Pandemics like the current novel coronavirus disease outbreak provide a powerful incentive to study the dynamics of complex adaptive systems. They also make it obvious, as new information streams in and our forecasts change in real-time, how hard emergent behaviors are to model and predict. For this special mini-series covering the COVID-19 crisis, we will bring you into conversation with scientists in the Santa Fe Institute’s global research network who study epidemics so you can learn their cutting-edge approaches and what sense they make of our evolving global situation.

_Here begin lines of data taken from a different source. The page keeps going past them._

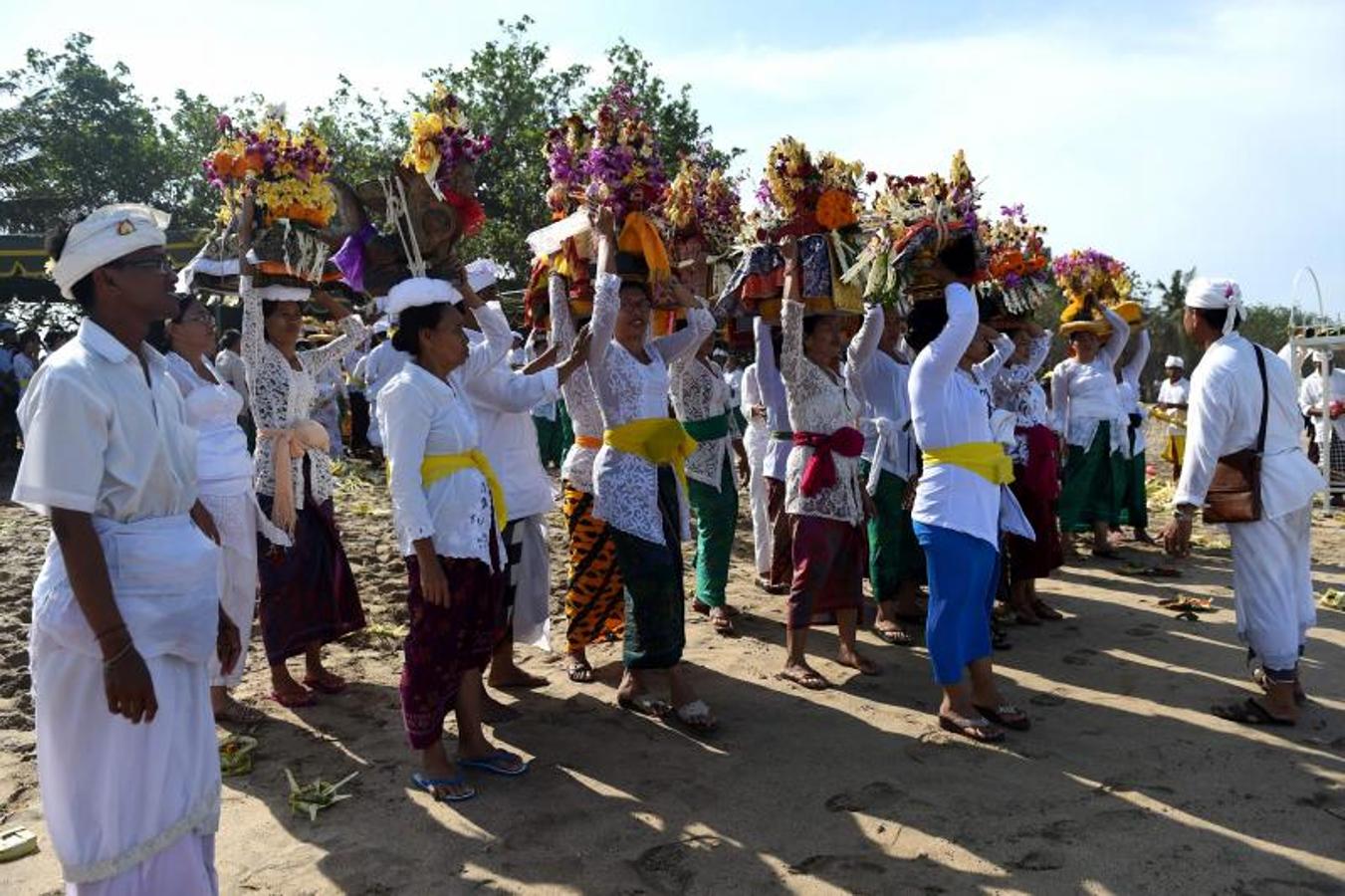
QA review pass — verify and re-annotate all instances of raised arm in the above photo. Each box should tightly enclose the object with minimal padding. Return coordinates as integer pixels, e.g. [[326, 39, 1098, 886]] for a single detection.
[[547, 272, 578, 352], [378, 379, 434, 541], [455, 302, 514, 382], [971, 328, 1015, 387], [1120, 330, 1153, 384], [916, 283, 978, 380], [1097, 306, 1130, 367]]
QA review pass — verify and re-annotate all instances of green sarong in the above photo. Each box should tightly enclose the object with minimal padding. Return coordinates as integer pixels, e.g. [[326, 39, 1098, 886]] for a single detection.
[[686, 454, 739, 606], [859, 460, 925, 601], [533, 414, 564, 468], [1058, 421, 1128, 532], [608, 466, 686, 669], [1120, 426, 1149, 530]]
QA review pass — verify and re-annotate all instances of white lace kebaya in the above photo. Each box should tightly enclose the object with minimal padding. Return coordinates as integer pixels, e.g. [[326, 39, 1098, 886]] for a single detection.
[[378, 306, 514, 566], [587, 273, 714, 545], [238, 276, 364, 527], [548, 275, 602, 494], [668, 353, 743, 491], [781, 302, 863, 525]]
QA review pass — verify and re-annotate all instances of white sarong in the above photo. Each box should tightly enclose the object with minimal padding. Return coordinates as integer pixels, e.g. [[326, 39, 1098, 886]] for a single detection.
[[1228, 505, 1317, 671], [30, 516, 219, 893]]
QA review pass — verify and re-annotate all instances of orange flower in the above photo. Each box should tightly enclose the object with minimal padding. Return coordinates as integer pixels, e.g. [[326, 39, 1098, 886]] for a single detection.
[[817, 190, 859, 230]]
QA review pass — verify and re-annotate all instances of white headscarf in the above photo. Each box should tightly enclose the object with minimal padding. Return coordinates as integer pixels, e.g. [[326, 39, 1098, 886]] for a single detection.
[[386, 277, 463, 318], [464, 258, 510, 292], [1187, 277, 1246, 336], [51, 202, 172, 302]]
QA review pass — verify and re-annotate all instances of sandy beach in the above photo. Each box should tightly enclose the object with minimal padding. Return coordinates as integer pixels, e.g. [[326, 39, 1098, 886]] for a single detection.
[[0, 457, 1345, 896]]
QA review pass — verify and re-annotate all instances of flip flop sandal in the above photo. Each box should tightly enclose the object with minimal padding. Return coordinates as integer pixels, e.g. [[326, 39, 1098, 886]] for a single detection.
[[457, 750, 532, 778], [1210, 697, 1298, 728], [616, 694, 673, 721], [1031, 600, 1065, 621], [939, 713, 1005, 744], [673, 700, 718, 735], [873, 628, 915, 647], [977, 704, 1031, 731], [1252, 666, 1307, 706], [271, 690, 318, 709], [775, 670, 831, 690], [564, 659, 593, 685], [304, 675, 349, 696], [411, 773, 476, 803]]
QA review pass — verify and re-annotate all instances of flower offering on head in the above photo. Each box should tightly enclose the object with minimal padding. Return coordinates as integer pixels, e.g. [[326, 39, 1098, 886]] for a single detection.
[[663, 156, 743, 253], [202, 109, 336, 227], [981, 204, 1053, 315], [844, 149, 981, 303]]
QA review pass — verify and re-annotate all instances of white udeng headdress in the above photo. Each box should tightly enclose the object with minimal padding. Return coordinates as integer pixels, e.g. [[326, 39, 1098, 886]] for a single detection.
[[51, 202, 172, 302], [387, 277, 463, 318], [1187, 277, 1246, 336]]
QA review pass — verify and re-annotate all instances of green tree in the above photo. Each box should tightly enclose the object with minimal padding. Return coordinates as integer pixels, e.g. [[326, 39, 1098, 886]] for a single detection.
[[0, 34, 188, 233], [425, 16, 587, 280]]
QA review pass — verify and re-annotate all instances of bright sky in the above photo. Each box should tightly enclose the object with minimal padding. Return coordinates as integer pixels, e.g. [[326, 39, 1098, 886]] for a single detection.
[[10, 0, 1345, 314]]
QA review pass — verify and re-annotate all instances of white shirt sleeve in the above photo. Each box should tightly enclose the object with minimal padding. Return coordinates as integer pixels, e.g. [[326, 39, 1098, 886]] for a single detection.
[[14, 370, 112, 514]]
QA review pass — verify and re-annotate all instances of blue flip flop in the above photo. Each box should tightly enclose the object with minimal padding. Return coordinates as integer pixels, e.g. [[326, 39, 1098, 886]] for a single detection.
[[411, 773, 476, 803], [457, 750, 532, 778]]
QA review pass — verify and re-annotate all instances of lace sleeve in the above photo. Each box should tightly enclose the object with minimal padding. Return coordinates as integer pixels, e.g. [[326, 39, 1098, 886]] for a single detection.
[[587, 273, 621, 382], [299, 315, 368, 376], [781, 299, 804, 383], [547, 273, 578, 355]]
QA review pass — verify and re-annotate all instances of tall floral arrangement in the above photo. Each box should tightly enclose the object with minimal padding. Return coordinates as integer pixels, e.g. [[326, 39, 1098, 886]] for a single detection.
[[663, 156, 743, 253], [756, 137, 865, 235], [981, 204, 1053, 315], [844, 149, 981, 302], [402, 84, 491, 235], [202, 108, 336, 227], [579, 84, 668, 222]]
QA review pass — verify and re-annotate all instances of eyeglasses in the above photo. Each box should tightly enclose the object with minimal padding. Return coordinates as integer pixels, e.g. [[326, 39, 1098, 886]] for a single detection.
[[108, 257, 177, 275]]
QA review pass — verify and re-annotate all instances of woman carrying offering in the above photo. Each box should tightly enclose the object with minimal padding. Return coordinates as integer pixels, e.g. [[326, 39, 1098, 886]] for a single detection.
[[378, 270, 528, 801], [164, 296, 289, 725], [668, 324, 747, 635], [907, 238, 1031, 742], [548, 273, 625, 683], [238, 194, 364, 706], [993, 321, 1064, 625], [846, 306, 924, 647], [589, 208, 716, 731], [781, 237, 881, 690], [1050, 296, 1130, 557]]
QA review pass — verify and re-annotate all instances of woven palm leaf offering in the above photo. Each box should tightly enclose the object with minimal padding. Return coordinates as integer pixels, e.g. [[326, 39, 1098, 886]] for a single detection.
[[718, 137, 865, 322], [1050, 249, 1146, 339], [335, 84, 491, 296], [526, 85, 671, 321], [185, 107, 340, 294], [977, 204, 1056, 319], [844, 149, 981, 314]]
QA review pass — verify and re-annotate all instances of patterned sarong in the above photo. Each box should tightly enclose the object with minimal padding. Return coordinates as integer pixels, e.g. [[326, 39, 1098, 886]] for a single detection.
[[560, 484, 625, 650]]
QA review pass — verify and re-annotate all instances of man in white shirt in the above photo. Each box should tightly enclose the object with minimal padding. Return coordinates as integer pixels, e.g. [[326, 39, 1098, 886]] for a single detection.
[[464, 258, 587, 688], [14, 204, 239, 896], [1298, 351, 1345, 507], [1164, 277, 1322, 725], [1158, 355, 1191, 482]]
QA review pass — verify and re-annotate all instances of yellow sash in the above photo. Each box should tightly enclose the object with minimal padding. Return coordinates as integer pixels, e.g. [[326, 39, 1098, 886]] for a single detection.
[[924, 441, 1012, 486], [421, 448, 509, 532], [602, 417, 697, 490]]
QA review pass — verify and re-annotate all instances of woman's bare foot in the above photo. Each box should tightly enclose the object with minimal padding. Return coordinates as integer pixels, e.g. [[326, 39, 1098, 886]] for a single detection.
[[836, 644, 882, 675]]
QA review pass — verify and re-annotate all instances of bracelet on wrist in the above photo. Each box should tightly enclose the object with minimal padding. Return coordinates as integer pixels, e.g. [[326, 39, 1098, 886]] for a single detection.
[[103, 638, 135, 671]]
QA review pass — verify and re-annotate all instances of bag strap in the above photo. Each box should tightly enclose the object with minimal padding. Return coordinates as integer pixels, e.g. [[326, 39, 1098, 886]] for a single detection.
[[1252, 341, 1269, 455]]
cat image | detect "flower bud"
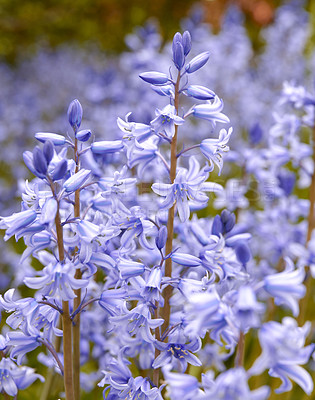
[35,132,66,146]
[155,225,167,250]
[211,215,223,236]
[68,99,83,131]
[173,42,185,71]
[91,140,124,154]
[52,160,68,181]
[186,51,210,74]
[172,32,183,54]
[75,129,92,142]
[182,31,191,56]
[235,242,251,266]
[63,168,91,192]
[33,146,47,176]
[139,71,169,85]
[43,140,54,164]
[171,252,201,267]
[187,85,215,100]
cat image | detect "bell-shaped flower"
[109,303,164,343]
[188,96,230,128]
[114,206,157,250]
[75,129,92,142]
[0,210,37,240]
[68,99,83,132]
[152,157,222,222]
[185,51,210,74]
[200,128,233,175]
[185,85,215,100]
[163,366,200,400]
[35,132,66,146]
[203,368,270,400]
[139,71,169,86]
[7,331,41,365]
[117,113,152,143]
[152,338,201,372]
[248,317,315,395]
[117,258,145,279]
[263,257,306,317]
[24,263,89,301]
[0,358,44,396]
[91,140,124,154]
[171,252,201,267]
[151,104,185,139]
[39,197,58,225]
[233,286,265,332]
[63,168,91,193]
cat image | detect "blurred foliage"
[0,0,304,62]
[0,0,195,61]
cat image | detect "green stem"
[161,72,180,332]
[72,139,82,400]
[55,203,74,400]
[235,331,245,367]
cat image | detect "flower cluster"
[0,12,315,400]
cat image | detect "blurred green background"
[0,0,304,62]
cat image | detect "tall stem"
[55,203,74,400]
[235,331,245,367]
[72,139,82,400]
[161,72,180,332]
[298,124,315,324]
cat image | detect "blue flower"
[203,368,270,400]
[263,257,306,317]
[68,99,83,132]
[200,128,233,175]
[248,317,315,395]
[0,210,37,240]
[152,157,222,222]
[24,263,88,301]
[151,104,185,139]
[191,96,230,128]
[152,339,201,372]
[0,358,44,396]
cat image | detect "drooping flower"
[151,104,185,139]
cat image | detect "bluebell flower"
[117,113,152,143]
[172,32,185,71]
[91,140,124,154]
[63,168,91,193]
[114,206,157,250]
[139,71,169,85]
[163,366,200,400]
[68,99,83,132]
[0,210,37,240]
[151,104,185,139]
[0,358,44,396]
[109,303,164,343]
[7,331,41,365]
[117,258,145,279]
[152,339,201,372]
[200,128,233,175]
[233,285,265,332]
[24,262,88,301]
[185,85,215,100]
[191,96,230,128]
[75,129,92,142]
[248,317,315,395]
[35,132,66,146]
[263,257,306,317]
[185,51,210,74]
[152,157,222,222]
[98,348,162,400]
[205,368,270,400]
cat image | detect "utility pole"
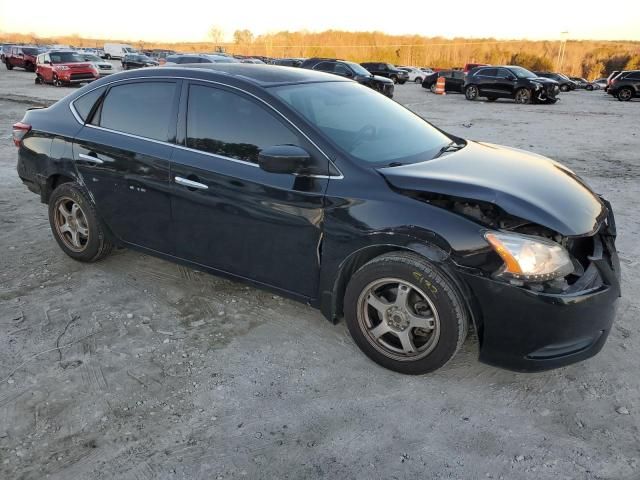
[556,32,569,72]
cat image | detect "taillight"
[13,122,31,147]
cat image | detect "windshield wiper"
[433,141,464,158]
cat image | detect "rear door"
[74,79,180,254]
[171,82,328,298]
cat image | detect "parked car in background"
[462,63,489,73]
[78,52,114,77]
[164,53,239,67]
[464,65,560,104]
[569,77,600,91]
[13,63,621,375]
[273,58,306,67]
[360,62,409,85]
[4,45,41,72]
[142,48,176,65]
[533,72,577,92]
[593,77,607,90]
[604,70,620,93]
[122,53,160,70]
[607,70,640,102]
[398,67,424,83]
[422,70,464,93]
[104,43,138,60]
[36,50,100,87]
[0,43,15,63]
[300,58,394,98]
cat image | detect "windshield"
[344,62,371,77]
[273,82,451,166]
[509,67,537,78]
[49,52,85,63]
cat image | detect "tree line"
[0,27,640,79]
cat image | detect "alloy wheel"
[54,197,89,252]
[357,278,440,361]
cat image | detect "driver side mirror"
[258,145,318,175]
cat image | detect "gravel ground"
[0,70,640,480]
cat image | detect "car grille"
[69,73,93,82]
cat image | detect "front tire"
[514,88,531,105]
[464,85,480,101]
[49,183,113,262]
[616,87,633,102]
[344,252,468,375]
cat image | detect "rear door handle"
[78,153,104,165]
[174,177,209,190]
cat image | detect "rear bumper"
[461,225,620,372]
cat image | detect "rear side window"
[92,82,176,142]
[187,85,300,163]
[73,87,106,122]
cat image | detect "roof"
[130,63,350,87]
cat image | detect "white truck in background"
[104,43,138,60]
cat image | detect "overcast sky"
[0,0,640,41]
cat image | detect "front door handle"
[78,153,104,165]
[175,177,209,190]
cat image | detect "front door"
[171,82,328,298]
[73,80,179,254]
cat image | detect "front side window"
[271,82,451,166]
[92,82,176,142]
[187,85,302,163]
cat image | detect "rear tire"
[49,182,113,262]
[344,252,468,375]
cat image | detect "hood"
[530,77,560,85]
[378,141,607,236]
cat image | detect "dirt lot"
[0,70,640,480]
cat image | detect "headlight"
[484,232,573,281]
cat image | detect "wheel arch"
[320,239,483,344]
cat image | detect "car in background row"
[464,65,560,104]
[300,58,394,98]
[422,70,465,93]
[533,72,577,92]
[78,52,114,77]
[569,77,600,91]
[604,70,620,93]
[164,53,239,67]
[272,58,306,67]
[398,67,425,83]
[4,45,41,72]
[36,50,100,87]
[104,43,138,60]
[122,53,160,70]
[13,63,620,376]
[360,62,409,85]
[0,43,15,63]
[607,70,640,102]
[593,77,607,91]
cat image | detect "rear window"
[73,87,106,122]
[92,82,176,142]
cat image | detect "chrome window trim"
[69,75,344,180]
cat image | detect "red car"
[4,45,40,72]
[36,50,100,87]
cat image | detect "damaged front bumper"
[461,208,620,372]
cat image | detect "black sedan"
[13,63,620,374]
[122,54,160,70]
[300,58,395,98]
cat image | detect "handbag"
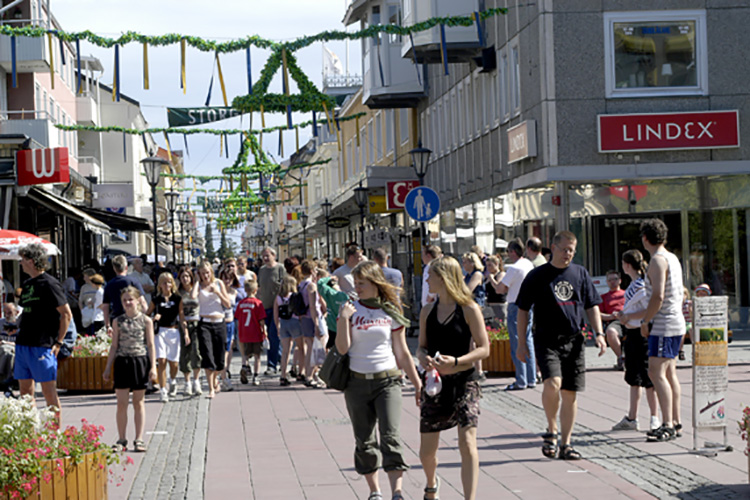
[318,346,351,391]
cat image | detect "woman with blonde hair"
[417,257,490,500]
[336,261,422,500]
[462,252,487,306]
[191,261,232,398]
[146,273,185,403]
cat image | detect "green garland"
[55,110,367,135]
[0,7,508,54]
[232,49,336,113]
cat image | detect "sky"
[51,0,361,245]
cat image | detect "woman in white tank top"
[191,261,232,398]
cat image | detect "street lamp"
[354,181,367,249]
[141,156,169,263]
[409,139,432,186]
[320,198,333,264]
[299,212,308,259]
[164,191,180,261]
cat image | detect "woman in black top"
[417,257,490,499]
[146,273,190,403]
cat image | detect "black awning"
[78,207,151,233]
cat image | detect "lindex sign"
[328,217,349,229]
[598,111,740,153]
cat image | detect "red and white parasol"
[0,229,60,260]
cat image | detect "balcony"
[344,0,426,109]
[76,92,99,127]
[0,35,49,73]
[0,111,60,148]
[401,0,484,64]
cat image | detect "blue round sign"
[404,186,440,222]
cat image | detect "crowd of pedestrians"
[0,219,710,500]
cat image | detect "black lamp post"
[409,139,432,186]
[320,198,332,264]
[164,191,180,261]
[299,212,308,259]
[409,139,432,245]
[354,181,367,250]
[141,156,169,263]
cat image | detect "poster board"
[690,296,729,429]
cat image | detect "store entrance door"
[591,212,682,280]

Due to the pace at which the news is changing, we’ll ignore our normal schedule for the next few weeks and get more, shorter conversations out more frequently. Please take a moment to subscribe wherever you listen to podcasts, and feel free to suggest questions for upcoming guests on Twitter or in our Facebook group.
This episode’s returning guest is SFI External Professor, Princeton epidemiologist Andy Dobson. Among the questions we discuss:
What are the benefits and limits of mathematical models in tracking contagious disease? How do epidemiologists make sense of the tradeoffs between a pathogen’s transmissibility and virulence with spatial and evolutionary models? When is it likely that herd immunity will and will not work as a reasonable response to COVID-19? What happens if COVID-19 becomes an endemic seasonal infection? How are the dynamics of epidemiological and economic systems related, both at the level of disease transmission and for modeling recovery?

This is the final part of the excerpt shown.